Staff and administrators are also just people working in critical functions. When the tools help with their day-to-day job functions, the willingness to adopt is there. We’ve stayed focused on education because the problems are tied directly to retention and student success, and those are outcomes schools care deeply about.

ceffio•5mo ago
All of those system of records are adding exactly those capabilities and bundling them at no extra cost. How do you plan on overcoming that?

We should talk. I used to work with universities.

sadiasaifuddin•5mo ago
You're right, incumbent SIS/LMS vendors are rolling out AI features. We’ve studied (and, in my past life at Salesforce, helped build) some of them. What we keep hearing from IT teams is:

- Integration tax: Each module still lives in its own data model. Schools end up exporting CSVs or building Mule pipelines to reconcile SIS+LMS+CRM. Our agent sits on top of all sources with pre-built connectors and a unified schema, so coaches see enrollment + Canvas grades + attendance in one call (like in the Triage Center)

- Operational burden: Products like Data Cloud or Agentforce are powerful but need admin capacity that smaller schools just don’t have. We ship a default ruleset for advisors + prompt library so an advisor can be productive immediately.

- Cost creep: Several platforms meter GPT usage or require new AI licenses. We price per active student so budgeting is predictable, which is a big plus for universities and their unique budget cycles.

Curious if you’ve found pain points around data normalization especially (this is the hard, very custom part of our work right now). Happy to keep the discussion here for the benefit of others, and if you’d like to dive deeper my email is sadia@risely.ai

xd1936•5mo ago
I'm 10+ years into IT in higher ed. I'm intrigued by the ideas here. Do you envision Risely being entirely a reporting system that runs _against_ existing systems and data, or do you envision Risely being another source of truth where some data lives? Because if it's the latter, I'm feeling big xkcd.com/927 feelings.

We're a small non-profit liberal arts school, and we already have 70+ integrations feeding to and from the various sources of truth and systems of record. It's a mess.

danialasif•5mo ago
I love that comic, and thank you for bringing it up because we are trying to avoid exactly that. We don't intend to be a system of record, we fully recognize that higher education has deep integrations with systems of record that contain complex business rules.

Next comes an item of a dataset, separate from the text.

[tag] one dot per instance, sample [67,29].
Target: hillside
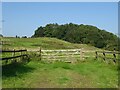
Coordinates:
[81,34]
[43,42]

We intend to be an interoperable layer that sits on top of these systems, and allows users to not only surface valuable insights but also take actions within those systems in a secure and compliant way. You can think of it less as reporting and more as a “system of work” that leverages LLMs and agents to streamline the messy, cross-system tasks that slow people down today.

pacifi30•5mo ago
Impressive and a good mission startup! How did you get workday, peoplesoft etc. to give the data to you? I assume all these companies do not like to share data, since as someone else also pointed out that each of these system of records are adding AI capabilities and bundling them.
danialasif•5mo ago
Appreciate the kind words. You’re right that the big SIS and ERP vendors are building their own AI features, but at the end of the day institutions own their data and expect interoperability across systems. Workday, PeopleSoft, and similar systems all provide APIs or integration layers that schools already use for reporting and warehousing.

Where those systems are more closed, we work with the institution to find creative but still sanctioned paths such as through their integration hub or data warehouse. That way we are not asking the vendor for special access, just making better use of the plumbing that is already there.

noFkingIdea42•5mo ago
Sounds like a massive band aid. What do you do when that band aid is no longer maintained properly? You wouldn't be able to rebuild the systems underneath because the staff are now reliant on interfacing with the band aid.

Wouldn't it have been a better long term fix to replace the antiquated systems?